К слову сказать, Ермолаев к моменту маминой смерти был уже мертв. Умирал он долго и мучительно, он гнил заживо. Когда я узнала о том, что с ним произошло, я искренне, звонко захохотала, потому что желала ему смерти много раз. Иногда мне хочется думать, что это я его убила силой своей ненависти. Но все было еще проще и прозаичнее: во время большого застолья в честь своего сорокалетия он крепко обнялся с братом, и тот нечаянно, из братской любви и нежности, как-то по-особенному сломал ему шею. Дальше за него решила провинциальная медицина: сначала врачи сулили ему инвалидное кресло, потом совсем ничего не обещали и напоследок просто забыли о его существовании. Когда его жене с большим трудом и истериками удалось ворваться в его палату, она обнаружила, что пролежнями покрыт даже его лоб. Сердце не выдержало, в легких скопилась жидкость, слабая печень сдалась, и, не дожив до сорока одного года, он умер.
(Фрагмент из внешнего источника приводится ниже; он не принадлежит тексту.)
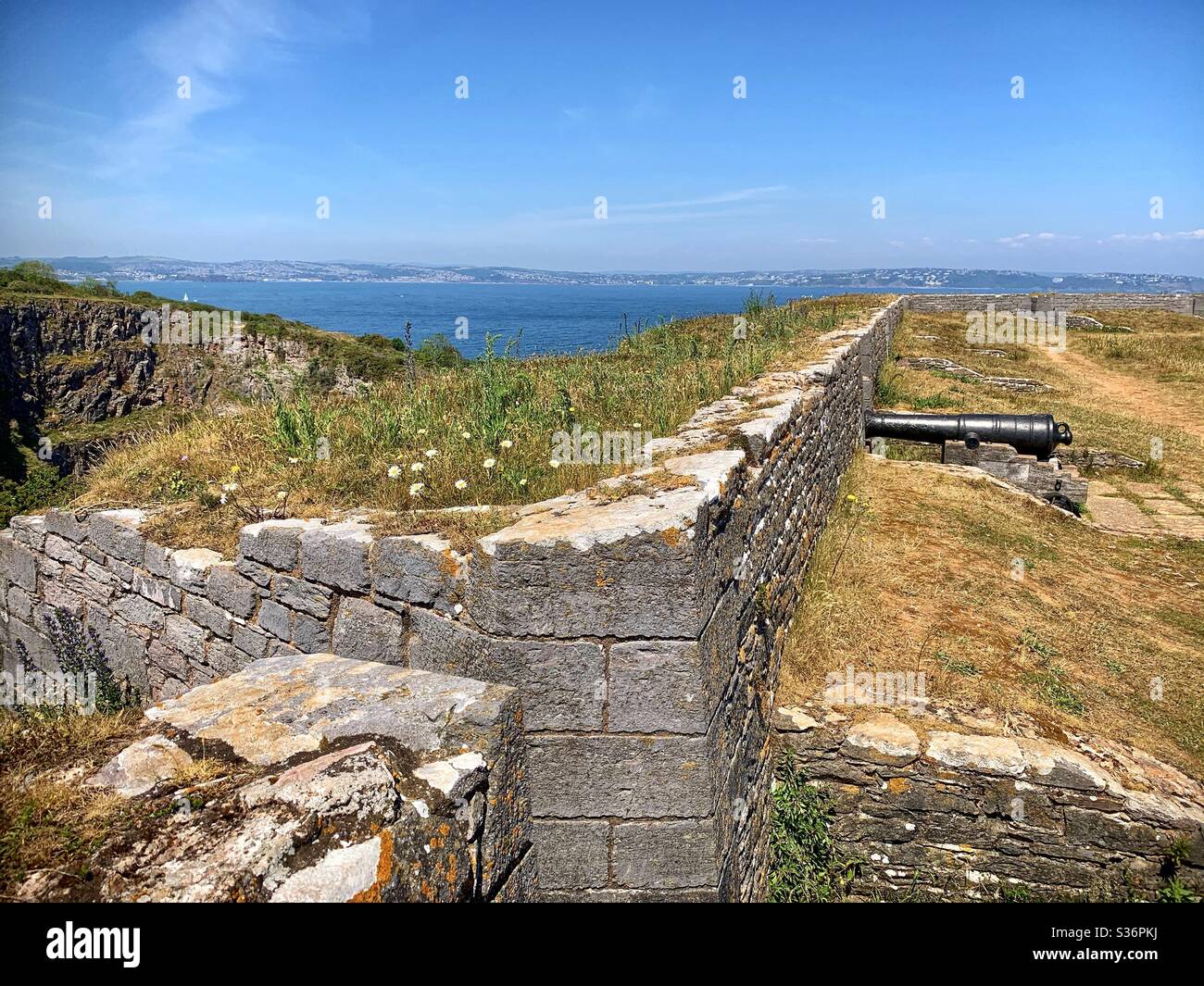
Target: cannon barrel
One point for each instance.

Но пока он не умер и жил с мамой в нашей квартире, должен был появиться какой-то другой, отдельный человек. Им стал Андрей. Андрей, как всегда, таксовал на пятачке у остановки «Дружба», когда увидел маму. Мама стояла, ждала автобус и курила. Андрей подкатил к ней на серебристой «Ладе Приоре», опустил стекло, приподнял фуражку и галантно предложил подбросить ее. Потом предложил ей быть любовниками. Они были уже очень взрослыми, им было по сорок лет. Он уже давно ее любил, и она согласилась.